Data tells more than gut feeling
The visualization of Eurovision Song Contest winners throughout time, Alko’s interactive product catalog, Helsinki Region Transport’s passengers on a map, … Sulava Ltd.’s consultant Heidi Enho’s data hobby does not end with the office door closing at the end of the day. Most of her data visualizations have been done in her free time with Microsoft’s new Power BI application.
Enho’s favorite tool’s advantage is its ease of use. “If a dataset is a single CSV-file and it is in a clean format, your first Power BI -visualization will be finished within half an hour,” promises Enho.
Data analytics tools have developed immensely in the past years. Tools, such as Qlik and Tableau that have been at the forefront of data analytics and visualizations since the 1990s and 2000s have gained a lot of competitors in rummaging through business data.
Microsoft released Power BI in 2015 and it is a serious challenger. Similarly to its competitors, its pricing model also caters towards hobby data enthusiasts. If the finished projects are shared with the whole world, you can get away with using the free version of the application.
Create a map visualization in record time
Enho demonstrates how she utilized open data from the HRI-service in her favorite visualization that displays City of Vantaa’s current job openings. The City of Vantaa has built an open REST API, which provides real-time data on current job openings at the city.
Enho writes the API’s www-request, and the Power BI Desktop -application screen displays a list of included records. “I’ll import all records into the application. The format of the data is ideal, one job opening per row”, praises Heidi Enho.
Before starting the actual visualization part, Enho specifies the locations of the job listings into columns by longitude and latitude. In a matter of minutes, the data fetched from the REST API is visualized on the screen. The job openings are showcased by vocation on the map of Vantaa. “Today, there seem to be 71 jobs on offer”, Enho tells and adds the total number of job openings below the map.
Work became a hobby
Providing training for Microsoft products is Heidi Enho’s full-time job. Previously, Excel training was most popular. “Nowadays, I hold more Power BI courses than Excel courses. Demand is very high.”
Easy to use data analytics tools were the starting block for Enho in her open data hobby. The first analyses were born with Excel. “It was like playing around with data. It was fun to think of different ways to visualize the data. And of course to just learn.”
When the Finnish Transport Safety Agency published Finland’s vehicle database as open data, Enho first checked where in Finland people drive with the same car as Enho; a Fiat 500.
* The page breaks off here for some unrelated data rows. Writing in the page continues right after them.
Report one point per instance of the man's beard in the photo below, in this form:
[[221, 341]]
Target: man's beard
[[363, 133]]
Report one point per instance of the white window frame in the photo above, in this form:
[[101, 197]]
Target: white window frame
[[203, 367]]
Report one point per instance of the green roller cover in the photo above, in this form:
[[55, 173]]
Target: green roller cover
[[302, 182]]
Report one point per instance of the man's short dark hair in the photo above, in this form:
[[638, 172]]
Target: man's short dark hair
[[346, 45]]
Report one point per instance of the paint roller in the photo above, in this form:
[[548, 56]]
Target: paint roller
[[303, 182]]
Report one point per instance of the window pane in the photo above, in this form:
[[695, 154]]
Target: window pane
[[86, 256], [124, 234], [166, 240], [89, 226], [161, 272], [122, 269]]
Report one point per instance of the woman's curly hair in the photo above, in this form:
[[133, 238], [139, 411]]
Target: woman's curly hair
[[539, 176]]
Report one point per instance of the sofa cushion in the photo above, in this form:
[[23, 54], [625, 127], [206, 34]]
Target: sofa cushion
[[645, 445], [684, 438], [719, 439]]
What drives an IT-consultant to rummage through data sources in her free time? Enho reveals that at work one can get fed up with sales and financial reports. “It is fun to discover other data sources”, laughs Heidi Enho. “Also, it is beneficial to know about open data resources so one can tell customers about possible use cases.”
Raw data, thank you
Active data enthusiasts have one important request for data publishers. Most published datasets have been processed too far. Lots of datasets include some sort of variable, for example, years as a separate column. “That is not data, it is a report”.
Here, data cleaning and editing tools come to full use. “Power BI can handle structurally challenging datasets into structured pivot tables.” It is a useful functionality, which automatically records a script of data cleaning. With its help, it is easy to repeat every step, when the dataset is updated.
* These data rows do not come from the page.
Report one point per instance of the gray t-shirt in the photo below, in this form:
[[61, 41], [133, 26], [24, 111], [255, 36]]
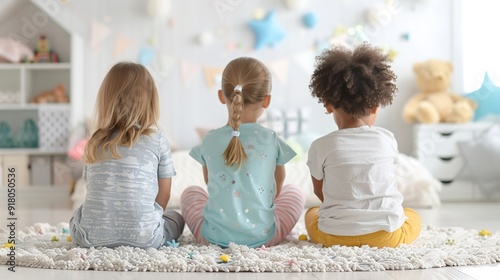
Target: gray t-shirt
[[120, 207]]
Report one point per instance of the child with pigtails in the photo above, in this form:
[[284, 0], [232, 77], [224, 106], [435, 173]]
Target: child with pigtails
[[243, 167]]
Most recently, Enho was busy with open data last weekend when she was asked to speak at a company summer party. “It felt like it had rained all summer. I wanted to see if this really was the case.”
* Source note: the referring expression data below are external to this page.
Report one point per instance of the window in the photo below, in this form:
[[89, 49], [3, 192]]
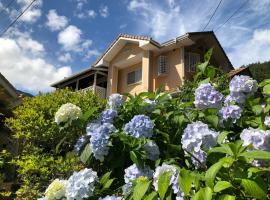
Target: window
[[134, 76], [191, 60], [162, 65]]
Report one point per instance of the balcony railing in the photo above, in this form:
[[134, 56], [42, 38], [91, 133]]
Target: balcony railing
[[100, 91]]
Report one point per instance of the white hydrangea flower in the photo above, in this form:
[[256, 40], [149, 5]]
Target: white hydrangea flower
[[81, 184], [56, 190], [267, 121], [67, 113], [173, 180]]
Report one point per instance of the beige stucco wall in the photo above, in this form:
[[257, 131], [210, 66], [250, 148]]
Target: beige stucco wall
[[173, 79], [123, 87], [117, 78]]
Heidi Enho used the open data page of the Finnish Meteorological Institute to find data on the average temperatures and precipitation since 1961.
Heidi Enho’s Vilahdus.fi blog, which displays her completed visualizations reveals that at least in Helsinki it did not rain stupendously. “Data tells more than your gut feeling. In Helsinki in July this year, it only rained 59% of the long-term average. In June, the average was exceeded but the month of May was exceptionally dry, the precipitation level was only 38% from the average.”